Под острым умом у нас понимают то неожиданное сравнение, то тонкий намек; иногда это самовольная игра словом, которое дается в одном смысле, тогда как его следует понимать в ином, изящная связь между двумя необщепринятыми идеями – редкая метафора; в одном случае это поиски содержания предмета, с первого взгляда незаметного; в другом – искусство либо соединить два далеко отстоящих понятия, либо, напротив, разделить понятия, кажущиеся слитными, противопоставить их друг другу; подчас это умение высказать свою мысль лишь наполовину, позволив о ней догадываться. Словом, я рассказал бы вам обо всех разнообразных возможностях выказать остроту ума, если бы у меня было его побольше, но все эти бриллианты (я говорю не о фальшивках) вовсе не уместны или уместны лишь изредка в произведении серьезном, которое должно увлечь публику. Причина в том, что здесь автор выставляет напоказ себя, а публика хочет видеть одного героя. Герой же всегда находится либо во власти страсти, либо перед лицом опасности. Ни опасность, ни страсть в остроумии не нуждаются. Приаму и Гекубе не до эпиграмм[179], когда их дети истекают кровью, а Троя пылает. Дидона не вздыхает мадригалами[180], бросаясь в костер, чтобы заклать себя. Демосфен не выражается красиво, когда воодушевляет афинян на войну[181]; если бы он заботился о красоте выражения, он был бы ритором, тогда как он – государственный муж.

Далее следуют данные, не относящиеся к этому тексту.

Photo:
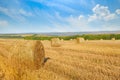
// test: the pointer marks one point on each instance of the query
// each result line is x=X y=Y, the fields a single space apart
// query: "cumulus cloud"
x=118 y=11
x=25 y=13
x=3 y=23
x=16 y=14
x=101 y=13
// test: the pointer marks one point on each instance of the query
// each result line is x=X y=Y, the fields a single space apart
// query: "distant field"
x=46 y=37
x=89 y=60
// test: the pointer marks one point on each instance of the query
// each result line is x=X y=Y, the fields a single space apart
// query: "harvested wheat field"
x=88 y=60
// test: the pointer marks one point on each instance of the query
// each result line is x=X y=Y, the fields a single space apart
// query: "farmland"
x=89 y=60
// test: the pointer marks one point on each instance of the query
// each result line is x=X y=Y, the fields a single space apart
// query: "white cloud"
x=101 y=13
x=118 y=11
x=25 y=13
x=3 y=23
x=16 y=14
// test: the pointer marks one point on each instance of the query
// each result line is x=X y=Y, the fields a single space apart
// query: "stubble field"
x=89 y=60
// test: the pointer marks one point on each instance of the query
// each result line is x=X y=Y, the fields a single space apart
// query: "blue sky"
x=19 y=16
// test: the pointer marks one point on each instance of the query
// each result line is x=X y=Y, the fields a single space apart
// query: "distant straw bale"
x=29 y=54
x=55 y=42
x=113 y=39
x=62 y=40
x=79 y=40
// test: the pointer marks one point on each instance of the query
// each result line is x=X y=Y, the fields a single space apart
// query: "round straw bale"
x=55 y=42
x=113 y=39
x=79 y=40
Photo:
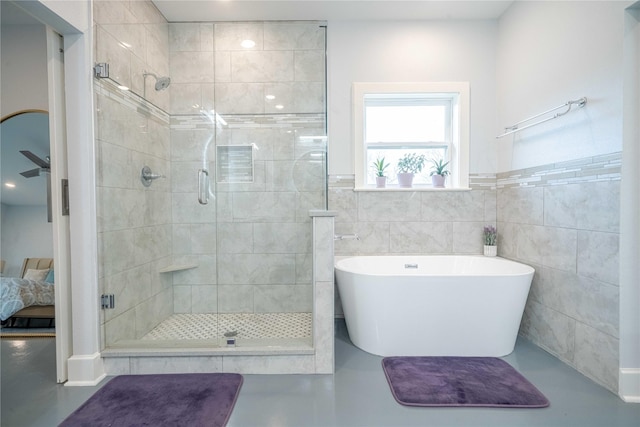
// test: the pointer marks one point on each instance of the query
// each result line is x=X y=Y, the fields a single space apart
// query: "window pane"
x=405 y=123
x=392 y=155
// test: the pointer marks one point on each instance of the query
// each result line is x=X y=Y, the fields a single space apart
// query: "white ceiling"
x=23 y=132
x=270 y=10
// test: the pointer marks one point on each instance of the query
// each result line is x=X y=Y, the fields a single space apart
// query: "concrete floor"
x=357 y=395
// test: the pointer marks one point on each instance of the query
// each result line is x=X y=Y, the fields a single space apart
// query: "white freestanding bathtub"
x=433 y=305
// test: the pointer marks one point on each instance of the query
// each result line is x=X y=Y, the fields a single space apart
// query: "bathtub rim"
x=526 y=268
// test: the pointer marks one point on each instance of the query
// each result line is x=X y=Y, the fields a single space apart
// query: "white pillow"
x=38 y=275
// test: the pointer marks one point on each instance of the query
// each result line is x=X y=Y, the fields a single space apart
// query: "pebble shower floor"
x=247 y=326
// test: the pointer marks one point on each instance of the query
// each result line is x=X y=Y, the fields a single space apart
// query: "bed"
x=30 y=296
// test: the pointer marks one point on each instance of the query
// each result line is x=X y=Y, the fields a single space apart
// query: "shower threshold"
x=204 y=334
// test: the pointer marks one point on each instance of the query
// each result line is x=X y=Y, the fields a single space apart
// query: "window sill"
x=398 y=189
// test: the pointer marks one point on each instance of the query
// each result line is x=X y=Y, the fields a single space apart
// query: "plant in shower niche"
x=379 y=166
x=409 y=165
x=490 y=235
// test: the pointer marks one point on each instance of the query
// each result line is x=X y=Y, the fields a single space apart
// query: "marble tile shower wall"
x=132 y=37
x=134 y=222
x=253 y=240
x=563 y=220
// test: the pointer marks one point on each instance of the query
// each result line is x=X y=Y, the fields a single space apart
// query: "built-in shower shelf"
x=177 y=267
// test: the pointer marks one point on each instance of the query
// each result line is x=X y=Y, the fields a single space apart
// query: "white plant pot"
x=490 y=250
x=437 y=181
x=405 y=180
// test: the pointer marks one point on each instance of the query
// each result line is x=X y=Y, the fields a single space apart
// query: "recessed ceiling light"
x=248 y=44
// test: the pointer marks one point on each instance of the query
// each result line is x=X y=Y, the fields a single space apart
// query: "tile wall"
x=563 y=219
x=254 y=237
x=134 y=222
x=412 y=222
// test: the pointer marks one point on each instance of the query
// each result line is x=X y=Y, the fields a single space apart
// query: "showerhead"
x=161 y=82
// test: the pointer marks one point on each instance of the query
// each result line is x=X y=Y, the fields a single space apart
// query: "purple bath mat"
x=459 y=381
x=160 y=400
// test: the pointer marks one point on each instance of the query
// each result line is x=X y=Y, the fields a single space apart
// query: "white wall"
x=549 y=53
x=25 y=234
x=24 y=68
x=629 y=222
x=412 y=51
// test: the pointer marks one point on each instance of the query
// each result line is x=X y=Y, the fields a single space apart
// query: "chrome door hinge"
x=108 y=301
x=65 y=197
x=101 y=70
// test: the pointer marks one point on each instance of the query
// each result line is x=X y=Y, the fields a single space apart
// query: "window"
x=394 y=119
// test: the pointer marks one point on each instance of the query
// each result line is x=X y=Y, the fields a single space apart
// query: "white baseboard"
x=85 y=370
x=629 y=384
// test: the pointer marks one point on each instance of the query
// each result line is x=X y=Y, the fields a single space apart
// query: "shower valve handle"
x=147 y=177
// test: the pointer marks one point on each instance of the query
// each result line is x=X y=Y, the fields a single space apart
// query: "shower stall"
x=208 y=166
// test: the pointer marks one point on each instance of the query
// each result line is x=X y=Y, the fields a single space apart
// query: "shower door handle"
x=203 y=186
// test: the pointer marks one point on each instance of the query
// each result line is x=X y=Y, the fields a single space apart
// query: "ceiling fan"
x=44 y=166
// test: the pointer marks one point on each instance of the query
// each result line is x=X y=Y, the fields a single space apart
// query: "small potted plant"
x=438 y=173
x=379 y=166
x=490 y=240
x=409 y=165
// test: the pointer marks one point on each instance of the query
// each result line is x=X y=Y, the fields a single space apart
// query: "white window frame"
x=458 y=92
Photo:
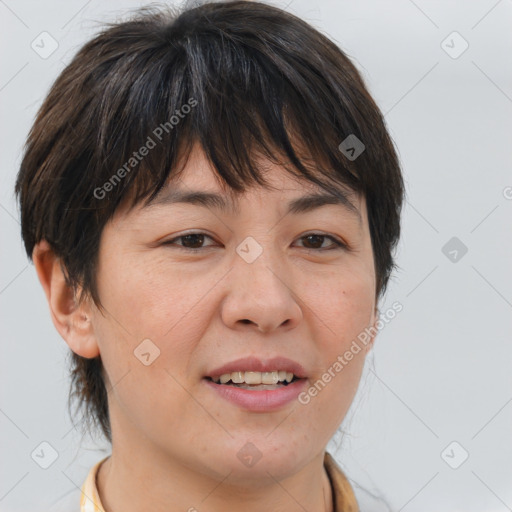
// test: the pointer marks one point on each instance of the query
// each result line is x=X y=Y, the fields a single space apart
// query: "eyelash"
x=337 y=244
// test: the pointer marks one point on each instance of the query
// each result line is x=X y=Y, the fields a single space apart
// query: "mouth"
x=255 y=381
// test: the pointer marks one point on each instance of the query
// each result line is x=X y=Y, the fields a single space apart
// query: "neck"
x=130 y=484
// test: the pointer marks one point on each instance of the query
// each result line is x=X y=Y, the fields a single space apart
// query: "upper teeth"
x=255 y=377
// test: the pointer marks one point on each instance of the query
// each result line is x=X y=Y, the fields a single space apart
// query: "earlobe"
x=72 y=321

Пленительное искусство Расина неизмеримо возвышается над тем, что именуется «остроумием». И если бы Пирр всегда выражался таким слогом:
Я пленник, я в цепях… О, тяжко, тяжко мне!
Кто раздувал огонь, тот сам теперь в огне…
Ты превзошла меня своим жестокосердьем.
Если бы Орест только и говорил: «Жестокосерднее, чем скифы, Гермиона», – оба персонажа не тронули бы публику; она заметила бы, что «истинная страсть редко ищет подобных сравнений» и что «настоящее пламя, поглотившее Трою, несоизмеримо с пламенем любви Пирра», так же как жестокость скифов, приносящих на заклание людей, несоизмерима с жестокостью Гермионы, которая не любит Ореста. Цинна говорит о Помпее:
Да, смерть Помпеева богам была нужна
Как знак, что новые настали времена:
Лишь он, прославленный, лишь он, превозносимый,
С собою в мир теней мог взять свободу Рима.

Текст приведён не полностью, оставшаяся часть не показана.